Interestingly, at the initial stages, most of the participants were found to have no exposure of computers, which is revealed after analysing survey results. They could not learn because of shyness, social and cultural bindings, lack of opportunities and the initiatives taken by the authority. The analysis further revealed that this trend is true at all levels of educational qualifications from diploma to Ph.D.

In order to benefit rural communities, participants are selected from among the applicant's sciences, physical sciences, social sciences and engineering, from Non-Governmental Organisations (NGOs), private sectors, individuals, and service institutions and semi-governmental institutions. The representation covered various national economics especially health, environment, education, natural resources (mineral resources), energy, industry, agriculture, fisheries and forestry. Special care was taken in selection of the participants so that maximum number of organisations and individuals benefit from the programme.

The idea and its implementation have been appreciated not only by the scientists but also by the chief executives (employers) of the candidates as well as policy makers and politicians. This was revealed by the cooperation extended by them to the project team during preparation and execution of the project.

Further acceptance of the programme as confirmed by mid-term evaluation whose aim was to find out how useful the programme has been. Women scientists who had participated in the training courses and their employers were visited at their work places, and the results were that the programme was found very useful and 92 per cent of the respondents have been applying the knowledge acquired from the programme in their respective fields of research.

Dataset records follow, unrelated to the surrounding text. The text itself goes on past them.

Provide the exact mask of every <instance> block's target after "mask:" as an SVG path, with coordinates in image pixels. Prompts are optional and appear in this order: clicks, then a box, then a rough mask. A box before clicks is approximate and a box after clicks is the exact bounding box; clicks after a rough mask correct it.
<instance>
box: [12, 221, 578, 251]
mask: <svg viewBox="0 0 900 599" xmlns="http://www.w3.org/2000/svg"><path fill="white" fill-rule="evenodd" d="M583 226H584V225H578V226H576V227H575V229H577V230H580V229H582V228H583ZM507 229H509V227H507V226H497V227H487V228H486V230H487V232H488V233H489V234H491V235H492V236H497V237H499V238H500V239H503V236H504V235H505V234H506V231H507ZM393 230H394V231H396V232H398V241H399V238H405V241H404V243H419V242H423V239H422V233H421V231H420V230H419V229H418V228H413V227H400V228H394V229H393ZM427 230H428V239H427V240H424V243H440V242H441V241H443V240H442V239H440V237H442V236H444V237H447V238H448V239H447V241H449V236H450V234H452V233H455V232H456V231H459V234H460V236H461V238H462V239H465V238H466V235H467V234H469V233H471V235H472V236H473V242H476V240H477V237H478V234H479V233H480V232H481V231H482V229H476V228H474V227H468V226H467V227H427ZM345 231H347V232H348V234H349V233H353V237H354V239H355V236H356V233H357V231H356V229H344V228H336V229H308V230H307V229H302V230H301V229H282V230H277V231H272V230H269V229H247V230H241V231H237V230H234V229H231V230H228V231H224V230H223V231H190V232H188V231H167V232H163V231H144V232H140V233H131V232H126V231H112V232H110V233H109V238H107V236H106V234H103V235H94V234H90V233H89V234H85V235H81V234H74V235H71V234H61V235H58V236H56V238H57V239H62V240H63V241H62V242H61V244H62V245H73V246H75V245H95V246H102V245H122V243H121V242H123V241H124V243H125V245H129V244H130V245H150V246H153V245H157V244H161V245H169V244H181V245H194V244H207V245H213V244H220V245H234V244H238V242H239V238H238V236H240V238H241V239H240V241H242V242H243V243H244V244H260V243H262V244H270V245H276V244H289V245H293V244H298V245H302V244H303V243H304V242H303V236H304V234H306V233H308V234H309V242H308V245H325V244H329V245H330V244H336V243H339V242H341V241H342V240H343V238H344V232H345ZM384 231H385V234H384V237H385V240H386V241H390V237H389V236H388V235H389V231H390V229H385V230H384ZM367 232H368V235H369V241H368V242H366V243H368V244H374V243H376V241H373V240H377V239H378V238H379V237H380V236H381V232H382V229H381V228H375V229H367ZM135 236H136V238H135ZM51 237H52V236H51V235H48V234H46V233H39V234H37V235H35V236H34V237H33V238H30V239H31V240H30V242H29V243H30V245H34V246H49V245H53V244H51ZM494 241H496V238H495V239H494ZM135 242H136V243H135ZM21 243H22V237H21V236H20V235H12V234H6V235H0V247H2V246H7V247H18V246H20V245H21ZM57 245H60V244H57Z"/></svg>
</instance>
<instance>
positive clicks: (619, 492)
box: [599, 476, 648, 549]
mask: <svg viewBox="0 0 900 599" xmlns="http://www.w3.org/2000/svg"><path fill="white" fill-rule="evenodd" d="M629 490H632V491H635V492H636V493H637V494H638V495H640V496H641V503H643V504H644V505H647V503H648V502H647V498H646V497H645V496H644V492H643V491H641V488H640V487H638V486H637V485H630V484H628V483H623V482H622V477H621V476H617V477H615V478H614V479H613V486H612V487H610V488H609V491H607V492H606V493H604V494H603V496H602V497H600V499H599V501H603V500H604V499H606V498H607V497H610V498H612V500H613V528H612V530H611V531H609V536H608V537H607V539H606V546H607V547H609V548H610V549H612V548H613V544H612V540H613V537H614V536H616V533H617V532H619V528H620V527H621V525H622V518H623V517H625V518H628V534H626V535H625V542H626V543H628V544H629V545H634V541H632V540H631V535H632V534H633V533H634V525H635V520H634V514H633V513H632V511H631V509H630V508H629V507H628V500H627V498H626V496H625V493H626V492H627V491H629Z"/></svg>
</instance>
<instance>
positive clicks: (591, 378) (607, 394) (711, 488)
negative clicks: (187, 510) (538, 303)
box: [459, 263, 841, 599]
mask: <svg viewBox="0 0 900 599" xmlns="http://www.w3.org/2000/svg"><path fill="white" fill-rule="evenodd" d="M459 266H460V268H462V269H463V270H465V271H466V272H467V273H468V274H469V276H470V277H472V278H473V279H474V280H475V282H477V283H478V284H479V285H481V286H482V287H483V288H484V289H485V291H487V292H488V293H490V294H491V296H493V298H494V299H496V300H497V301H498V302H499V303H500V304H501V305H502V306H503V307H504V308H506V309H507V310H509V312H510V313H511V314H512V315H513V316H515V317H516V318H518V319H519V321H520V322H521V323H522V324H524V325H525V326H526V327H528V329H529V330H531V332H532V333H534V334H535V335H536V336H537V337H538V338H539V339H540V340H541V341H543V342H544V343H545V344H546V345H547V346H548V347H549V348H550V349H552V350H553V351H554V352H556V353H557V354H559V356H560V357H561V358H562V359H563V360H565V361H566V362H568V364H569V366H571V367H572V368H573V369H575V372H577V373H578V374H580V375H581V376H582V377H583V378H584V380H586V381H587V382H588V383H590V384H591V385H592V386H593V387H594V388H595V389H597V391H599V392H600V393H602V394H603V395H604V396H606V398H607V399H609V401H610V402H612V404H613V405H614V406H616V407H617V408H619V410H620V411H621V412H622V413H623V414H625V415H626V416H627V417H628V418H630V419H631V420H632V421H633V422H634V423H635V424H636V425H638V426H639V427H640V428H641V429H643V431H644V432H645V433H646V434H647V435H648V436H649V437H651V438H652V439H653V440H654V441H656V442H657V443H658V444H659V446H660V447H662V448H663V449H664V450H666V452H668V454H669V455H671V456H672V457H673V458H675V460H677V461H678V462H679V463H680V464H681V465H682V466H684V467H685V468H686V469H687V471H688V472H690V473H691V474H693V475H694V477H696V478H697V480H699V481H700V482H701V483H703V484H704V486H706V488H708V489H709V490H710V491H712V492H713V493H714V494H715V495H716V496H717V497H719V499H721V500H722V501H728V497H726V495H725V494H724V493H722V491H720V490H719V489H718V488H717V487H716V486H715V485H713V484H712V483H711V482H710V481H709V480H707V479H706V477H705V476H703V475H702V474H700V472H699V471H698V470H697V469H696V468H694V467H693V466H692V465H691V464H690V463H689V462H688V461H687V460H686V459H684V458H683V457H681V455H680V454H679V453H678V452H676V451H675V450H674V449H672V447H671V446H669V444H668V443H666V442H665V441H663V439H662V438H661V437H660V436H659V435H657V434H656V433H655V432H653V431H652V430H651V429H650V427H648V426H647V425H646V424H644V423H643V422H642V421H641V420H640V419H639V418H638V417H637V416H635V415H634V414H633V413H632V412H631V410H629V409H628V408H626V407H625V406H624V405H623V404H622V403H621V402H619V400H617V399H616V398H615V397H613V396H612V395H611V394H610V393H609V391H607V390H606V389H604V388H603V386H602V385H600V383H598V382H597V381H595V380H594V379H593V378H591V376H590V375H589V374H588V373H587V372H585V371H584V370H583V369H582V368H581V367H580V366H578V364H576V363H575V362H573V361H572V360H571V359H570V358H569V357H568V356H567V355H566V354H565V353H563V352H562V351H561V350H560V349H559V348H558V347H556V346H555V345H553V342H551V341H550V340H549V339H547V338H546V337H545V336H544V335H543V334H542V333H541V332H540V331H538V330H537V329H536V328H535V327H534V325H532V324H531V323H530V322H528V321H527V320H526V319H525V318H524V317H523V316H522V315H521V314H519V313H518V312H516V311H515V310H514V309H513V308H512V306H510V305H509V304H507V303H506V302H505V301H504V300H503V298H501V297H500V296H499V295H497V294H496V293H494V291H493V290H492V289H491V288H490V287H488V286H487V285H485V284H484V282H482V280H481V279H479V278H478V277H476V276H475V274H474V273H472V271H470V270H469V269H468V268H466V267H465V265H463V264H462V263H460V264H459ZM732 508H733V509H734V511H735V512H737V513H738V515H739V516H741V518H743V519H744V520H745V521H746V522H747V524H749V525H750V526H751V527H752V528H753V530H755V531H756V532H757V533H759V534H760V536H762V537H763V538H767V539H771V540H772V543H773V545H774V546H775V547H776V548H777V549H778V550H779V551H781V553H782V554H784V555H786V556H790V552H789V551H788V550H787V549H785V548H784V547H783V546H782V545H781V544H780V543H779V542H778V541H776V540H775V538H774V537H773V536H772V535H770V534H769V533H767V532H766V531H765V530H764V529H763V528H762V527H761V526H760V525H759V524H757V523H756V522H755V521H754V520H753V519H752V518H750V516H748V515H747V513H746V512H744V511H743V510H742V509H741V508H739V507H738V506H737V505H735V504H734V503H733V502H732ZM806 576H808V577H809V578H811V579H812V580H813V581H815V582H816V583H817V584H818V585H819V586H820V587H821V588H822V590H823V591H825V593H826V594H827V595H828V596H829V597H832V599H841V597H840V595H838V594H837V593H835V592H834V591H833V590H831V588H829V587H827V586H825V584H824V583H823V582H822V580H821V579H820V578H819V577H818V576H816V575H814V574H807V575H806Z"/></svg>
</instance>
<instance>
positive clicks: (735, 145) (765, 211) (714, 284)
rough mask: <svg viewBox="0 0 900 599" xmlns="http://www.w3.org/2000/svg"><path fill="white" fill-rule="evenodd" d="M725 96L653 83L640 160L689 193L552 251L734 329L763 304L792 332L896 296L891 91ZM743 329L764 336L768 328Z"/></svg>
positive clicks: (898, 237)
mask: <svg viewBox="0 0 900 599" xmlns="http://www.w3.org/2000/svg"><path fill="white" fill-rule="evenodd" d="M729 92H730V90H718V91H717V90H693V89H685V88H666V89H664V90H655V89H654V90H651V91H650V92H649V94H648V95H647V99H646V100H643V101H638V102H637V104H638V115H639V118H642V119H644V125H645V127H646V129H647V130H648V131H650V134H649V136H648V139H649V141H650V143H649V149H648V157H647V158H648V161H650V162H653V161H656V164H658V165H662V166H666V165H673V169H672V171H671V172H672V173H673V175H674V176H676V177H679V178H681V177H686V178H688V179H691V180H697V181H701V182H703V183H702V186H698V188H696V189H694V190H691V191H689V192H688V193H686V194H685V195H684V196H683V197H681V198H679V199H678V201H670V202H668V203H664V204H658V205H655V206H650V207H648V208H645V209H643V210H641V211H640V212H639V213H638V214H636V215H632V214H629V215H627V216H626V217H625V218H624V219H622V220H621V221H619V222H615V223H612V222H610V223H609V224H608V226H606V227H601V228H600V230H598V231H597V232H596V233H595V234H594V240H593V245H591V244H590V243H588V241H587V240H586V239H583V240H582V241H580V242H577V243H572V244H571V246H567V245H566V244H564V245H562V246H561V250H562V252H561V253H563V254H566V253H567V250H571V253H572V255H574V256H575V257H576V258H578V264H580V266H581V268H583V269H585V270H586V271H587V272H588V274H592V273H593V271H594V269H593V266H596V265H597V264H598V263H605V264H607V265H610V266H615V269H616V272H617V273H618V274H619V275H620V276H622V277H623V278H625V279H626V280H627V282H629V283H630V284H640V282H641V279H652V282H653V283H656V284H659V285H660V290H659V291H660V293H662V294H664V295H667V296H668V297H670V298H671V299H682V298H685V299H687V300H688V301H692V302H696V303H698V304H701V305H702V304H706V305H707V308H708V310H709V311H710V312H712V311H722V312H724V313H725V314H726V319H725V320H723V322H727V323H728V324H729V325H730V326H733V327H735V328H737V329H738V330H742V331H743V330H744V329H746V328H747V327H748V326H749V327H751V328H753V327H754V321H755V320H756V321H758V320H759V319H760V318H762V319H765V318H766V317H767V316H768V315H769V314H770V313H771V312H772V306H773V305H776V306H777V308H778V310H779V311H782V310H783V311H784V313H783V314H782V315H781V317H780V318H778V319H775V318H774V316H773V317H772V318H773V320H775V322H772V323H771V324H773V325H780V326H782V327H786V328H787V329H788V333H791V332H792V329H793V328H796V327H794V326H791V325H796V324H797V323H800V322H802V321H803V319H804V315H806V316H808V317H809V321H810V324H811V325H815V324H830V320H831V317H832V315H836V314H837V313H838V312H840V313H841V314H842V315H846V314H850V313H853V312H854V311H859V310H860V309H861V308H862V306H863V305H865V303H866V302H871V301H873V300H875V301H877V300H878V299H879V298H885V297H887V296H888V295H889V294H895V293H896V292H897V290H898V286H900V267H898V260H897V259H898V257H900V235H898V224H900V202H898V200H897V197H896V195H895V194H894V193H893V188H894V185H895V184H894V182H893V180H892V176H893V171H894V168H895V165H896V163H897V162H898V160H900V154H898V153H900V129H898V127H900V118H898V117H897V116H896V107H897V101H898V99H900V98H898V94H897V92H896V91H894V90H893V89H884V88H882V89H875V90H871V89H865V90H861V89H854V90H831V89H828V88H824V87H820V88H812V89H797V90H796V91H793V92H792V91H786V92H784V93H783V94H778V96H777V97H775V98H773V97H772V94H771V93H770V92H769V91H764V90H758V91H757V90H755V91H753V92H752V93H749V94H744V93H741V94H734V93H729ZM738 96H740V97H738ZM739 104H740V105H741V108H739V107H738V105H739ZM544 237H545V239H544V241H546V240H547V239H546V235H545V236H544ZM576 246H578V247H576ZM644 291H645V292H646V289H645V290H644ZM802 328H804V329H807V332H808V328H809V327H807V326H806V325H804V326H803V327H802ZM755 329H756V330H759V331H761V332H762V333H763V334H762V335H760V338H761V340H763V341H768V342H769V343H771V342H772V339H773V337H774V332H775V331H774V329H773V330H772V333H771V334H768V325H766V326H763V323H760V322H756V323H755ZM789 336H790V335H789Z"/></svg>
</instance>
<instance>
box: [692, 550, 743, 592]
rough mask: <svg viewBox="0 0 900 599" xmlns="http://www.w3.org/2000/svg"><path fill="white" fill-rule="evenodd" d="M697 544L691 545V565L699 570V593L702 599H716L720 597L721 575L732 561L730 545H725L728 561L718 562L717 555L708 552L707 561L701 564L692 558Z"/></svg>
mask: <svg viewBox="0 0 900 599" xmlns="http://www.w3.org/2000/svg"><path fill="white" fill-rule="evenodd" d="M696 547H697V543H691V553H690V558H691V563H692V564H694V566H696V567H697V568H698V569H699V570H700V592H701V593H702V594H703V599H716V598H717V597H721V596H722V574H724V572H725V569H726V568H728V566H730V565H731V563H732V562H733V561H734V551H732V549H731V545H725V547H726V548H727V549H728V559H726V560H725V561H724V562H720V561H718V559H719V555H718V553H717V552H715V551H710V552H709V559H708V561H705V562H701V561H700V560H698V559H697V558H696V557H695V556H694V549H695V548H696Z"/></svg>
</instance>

Employers from the rural areas were highly impressed by the output of the computer related assignments given to the programme participants and indicated that they would wish to have more of their staff attend the courses in the programme.

Output of the programme
The programme produced a group of women scientists, researchers and health related professionals with following skills:

  • Women scientists who are well conversant with the computer mediated communication (e.g. E-mail, Internet etc.)
  • Women participants who are computer literate and can work comfortably with standard application packages (e.g. word processing, database management, spread sheet analysis)
  • Women scientists who can use special software packages relevant to their activities (e.g. Bio-statistical packages, statistical analysis)
  • Scientists with knowledge of conducting data base searches on CD-ROMs and use of multimedia facility to integrate available information on CD-ROM and other sources.
  • Increased interaction among the women scientists with computer knowledge facilitated through a network of alumni of this programme
  • A team of competent IT trainers who ensure sustainability of the programme
  • An established IT training programme for rural communication development in AAIT.

Conclusions
These courses have led to the beginning of a team of medical doctors and health related professionals empowered to implement tele-medicine and tele-healthcare across Bangladesh. Indigenous Science and Technology at Ikrail (ISTI) resource centre is one such centre that works as a knowledge centre for education, health care and information source for the community of 10,000 people. ISTI is located in at a remote village and surrounded by seven villages. The whole area is a river island in the form of a circle. ISTI is at the centre of the circular shaped area. The other villages are on the periphery of the circle and within the distance of two kilometres. The people of the community enjoy benefit of ISTI resource centre equally because of short distance.

ISTI resource centre has bought about a tremendous change in the region in the field of education, health and other aspects. Lives of many people are now saved from sure deaths due to awareness about health care and nutrition.

The other achievement is the formation of STAR (Scientists, Technologists And Researchers) association for the women of the regional community at Bogra. The members of the association are mainly women scientists, technologists and researchers who are at the moment unemployed and unmarried. They are making excellent examples in the community through utilisation of their skills and talents.